How do you “influence” a ML model? For example, imagine a scenario where you’d like to detect anomalies in a given data set. You reach for your favourite algorithm – in my case Isolation Forest:

../../_images/sphx_glr_plot_isolation_forest_001.png
Our example output from Isolation Forest

It does fine for most cases, except that one data point which invariably gets classified as an anomaly when in fact it’s not. How can we incorporate this feedback into our model?

There are a few possibilities:

  • Oversampling
  • Sample Weighting
  • Modifying the algorithm itself

In this article we’ll focus on the first two options. Modifying the algorithm itself is not always possible and is of course highly specific to the algorithm you chose in the first place. (Aside: for those interested, one good idea with respect to Isolation Forest is to train a separate model on the output of each tree in the forest… the separate model can be a supervised model like logistic regression which allows you to change the label of an erroneously classified “anomaly”)

Oversampling

Isolation Forest will classify a point as an anomaly if that data point is easily separated from it’s neighbours. Most anomaly detection algorithms work this way… if a point is relatively “far” from other points in the dataset then it’s clearly an anomaly. A simple and intuitive way of tackling our problem in the example scenario is to make duplicates of our false positive anomaly, to make sure that it’s has enough “neighbours” not to be considered an anomaly. This is called oversampling. What strategy should we use to duplicate our data point? Most often simple duplication (copy/paste) wont work due to the way most ML algorithms work.

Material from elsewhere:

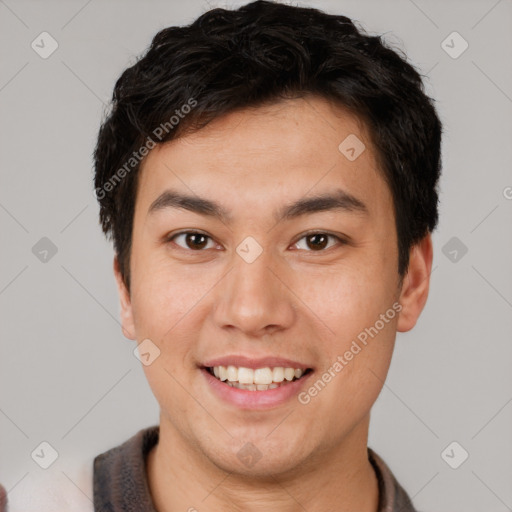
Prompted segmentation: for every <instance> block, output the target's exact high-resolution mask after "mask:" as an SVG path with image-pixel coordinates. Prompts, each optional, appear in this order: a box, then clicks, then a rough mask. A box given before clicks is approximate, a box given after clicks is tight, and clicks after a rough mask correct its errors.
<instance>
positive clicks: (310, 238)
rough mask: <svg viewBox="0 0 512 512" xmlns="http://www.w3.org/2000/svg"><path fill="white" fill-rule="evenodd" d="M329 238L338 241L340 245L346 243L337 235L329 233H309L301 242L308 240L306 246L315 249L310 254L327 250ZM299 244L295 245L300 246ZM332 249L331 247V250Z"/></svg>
mask: <svg viewBox="0 0 512 512" xmlns="http://www.w3.org/2000/svg"><path fill="white" fill-rule="evenodd" d="M329 238H331V239H334V240H336V241H337V242H338V243H344V241H343V240H342V239H341V238H340V237H339V236H336V235H331V234H329V233H322V232H318V233H308V234H307V235H304V236H303V237H302V238H300V239H299V241H300V240H307V242H306V244H307V245H308V246H309V247H313V248H314V249H313V250H312V251H310V252H319V251H322V250H324V249H326V244H328V240H329ZM298 243H299V242H296V243H295V245H298ZM330 247H332V245H331V246H329V248H330Z"/></svg>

As always the answer is, it depends. Several algorithms exist such as SMOTE. In a very basic sense, SMOTE creates new datapoints on the “lines” which connect those datapoints you’d like to oversample… which give rise to the weird “lines” we see in the oversampled data set (in purple) below:

Taken from: https://imbalanced-learn.readthedocs.io/en/stable/auto_examples/over-sampling/plot_comparison_over_sampling.html

In our particular case this may present a problem. Notice how the purple class extends into the other two classes due to a couple of outliers. In our example this will result in SMOTE changing our data set too significantly.

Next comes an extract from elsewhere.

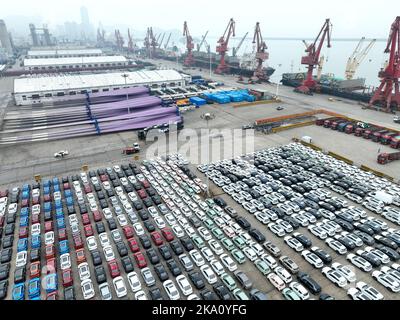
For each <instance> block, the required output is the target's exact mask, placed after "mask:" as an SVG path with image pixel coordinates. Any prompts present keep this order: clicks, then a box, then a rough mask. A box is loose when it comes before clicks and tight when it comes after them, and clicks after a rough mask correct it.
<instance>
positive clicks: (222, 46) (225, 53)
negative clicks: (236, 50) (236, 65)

The moral of the story is sometimes simpler is indeed better, and we can simply over sample our false positive using naive normal random sampling. This means getting our false positive point as a “seed”, and creating duplicates by adding a random number pulled from a normal distribution whose mean is the false positive point and whose variance you control (which in turn controls how far “spread out” from the original your duplicates will be).

Sample weighting

Most (but not all) ML algorithms also let you assign a “weight” to each training sample… for example:

  • Sample Weight = 0 : ignore this sample
  • Sample Weight = 1 : give this sample a normal weight
  • Sample Weight = 2 : give this sample twice as much weight as other samples (so the model will try twice as hard to include this sample within it’s decision boundary)

This is also quite intuitive: if a sample is falsely classed as an anomaly, we can give the sample a higher weight to try make the ML model classify it properly. The higher the sample weight, the more you’d like to include the sample within the ML model’s decision boundary.

How do they compare?

Which method to use again depends on what you are trying to achieve. Over sampling is the more “forceful” of the two options as shown in the graphic below:

In the first image above we see the original data set for comparison. The second image shows the results of the oversampling technique. In this case we oversampled a point in the bottom left corner. Note how the decision function changed when compared to the first image. The decision function has “shifted” significantly towards the bottom left (thicker bands of light blue)

In the third image we left just a single training point (in white) at the bottom left, however we assigned a very high sample weight to this one data point. You see that now the decision function once again changed, however rather than becoming more pronounced in the bottom left corner it seems to “reach out” from the top right towards the bottom left. In other words, this single high-weight sample pulled the edge of the decision function towards it, though not enough to be actually within the decision function.

Conclusion

Oversampling is the more direct way to influence our anomaly detection algorithm, and is more “precise” in making sure other anomalies remain marked as anomalies. Sample weighting is useful when you’d like to be less precise and influence the model more subtly by smoothing the resulting decision function towards your high weight samples.